Surely this mindset breaks the heart of God. Surely Christians must work to change this.
Our ministry is on a mission to see an end to abortion, not necessarily through politicians or court rooms, but through the hearts of people – through a cultural transformation arising from the love and compassion of the body of Christ. We seek to do this by building a culture that values and defends all lives regardless of size, age, ability, dependency, race, ethnicity, and social economic status. We have 4 main goals as a ministry, complete with action steps and a champion leader for each area:
1. Educate about issues related to the sacredness of life – social media, writing and speaking, Sanctity of Human Life Sunday
2. Encourage alternatives to abortion and support those who choose life – support birth moms and single moms choosing to parent; support a culture of adoption; Embrace Grace and Embrace Grace Alumni Group
3. Offer healing to those who have experienced an abortion – promote post-abortive healing groups and spread the message of grace and forgiveness to the church and community
4. Embrace all lives as a unique representation of the image of God – annual prom for individuals with special needs; special needs advocacy, support, and inclusion in the church
We are also in the process of adding to our goals – working hard to encompass end-of-life care, miscarriage and infant loss, and care for those who receive an adverse prenatal diagnosis. Through these goals and action steps we desire to contribute towards a world where each and every human being is seen through the eyes of their Creator—where every person is recognized as having intrinsic value, and they are treated as such.
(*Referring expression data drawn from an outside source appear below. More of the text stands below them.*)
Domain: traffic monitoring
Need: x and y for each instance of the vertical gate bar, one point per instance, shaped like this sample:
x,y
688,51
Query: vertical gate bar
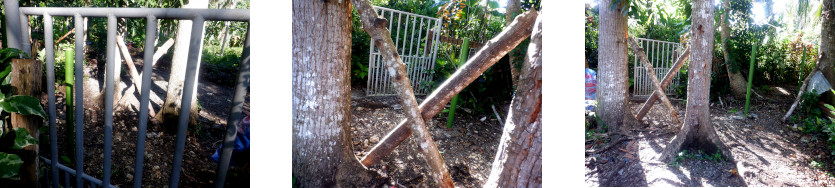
x,y
188,93
13,37
420,61
409,55
395,37
79,97
235,111
66,179
108,101
435,45
24,31
50,91
150,37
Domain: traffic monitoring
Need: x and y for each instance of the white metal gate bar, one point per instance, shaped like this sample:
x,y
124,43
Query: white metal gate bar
x,y
20,30
661,55
411,34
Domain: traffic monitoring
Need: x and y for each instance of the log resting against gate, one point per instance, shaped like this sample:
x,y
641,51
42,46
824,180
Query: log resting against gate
x,y
381,36
664,83
519,30
639,52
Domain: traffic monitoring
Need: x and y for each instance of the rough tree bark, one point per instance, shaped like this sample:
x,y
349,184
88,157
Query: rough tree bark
x,y
494,50
659,88
375,26
322,150
737,81
176,80
518,161
613,81
698,132
513,8
827,47
664,83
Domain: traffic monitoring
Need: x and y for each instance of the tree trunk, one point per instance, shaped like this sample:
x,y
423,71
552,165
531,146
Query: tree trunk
x,y
494,50
613,85
376,28
171,107
26,80
513,8
737,81
698,132
827,47
322,147
518,161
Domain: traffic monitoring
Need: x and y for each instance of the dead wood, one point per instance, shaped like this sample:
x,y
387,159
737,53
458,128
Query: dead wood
x,y
664,83
639,51
381,36
495,49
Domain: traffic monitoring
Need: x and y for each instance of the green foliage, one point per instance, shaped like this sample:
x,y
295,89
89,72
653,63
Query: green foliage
x,y
220,69
9,165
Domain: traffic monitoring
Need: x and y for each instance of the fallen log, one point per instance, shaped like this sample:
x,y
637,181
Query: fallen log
x,y
162,50
376,28
664,83
639,52
519,30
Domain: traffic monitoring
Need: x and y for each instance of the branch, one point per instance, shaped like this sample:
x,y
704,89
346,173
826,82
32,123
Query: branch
x,y
495,49
639,52
376,28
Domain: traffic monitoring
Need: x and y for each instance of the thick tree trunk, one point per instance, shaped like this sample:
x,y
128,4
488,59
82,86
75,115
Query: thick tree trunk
x,y
518,161
827,47
698,132
376,28
322,150
494,50
176,80
26,80
737,81
513,8
613,85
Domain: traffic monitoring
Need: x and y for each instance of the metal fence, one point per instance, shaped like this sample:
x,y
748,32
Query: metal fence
x,y
17,30
662,55
413,36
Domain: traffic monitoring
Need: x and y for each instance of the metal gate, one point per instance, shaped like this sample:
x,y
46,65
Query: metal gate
x,y
413,36
662,55
17,30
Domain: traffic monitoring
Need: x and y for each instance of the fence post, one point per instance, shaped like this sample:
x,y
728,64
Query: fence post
x,y
26,79
12,22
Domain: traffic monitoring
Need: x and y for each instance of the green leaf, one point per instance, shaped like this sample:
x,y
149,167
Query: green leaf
x,y
23,139
22,104
9,165
493,4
This is why we love and support the Imagine Conference. Every single opportunity presented at this conference encourages us to do our part in upholding the dignity of human life. Support a single mom, sponsor a family in need, engage in foster care, love on orphaned or abandoned children, mentor a child who is without a father, serve refugees, speak up for those who cannot speak for themselves, promote justice and equality, act on behalf of those living in poverty, and so much more. Each time you serve your neighbor you are reminding yourself, and those around you, what it truly is to be pro-life.
So, why Embrace Life?
Because every single life has inherent value and it is our job—no, our privilege—to act on behalf of our brothers and sisters.
Come find your place at the Imagine Conference, and let’s get to work.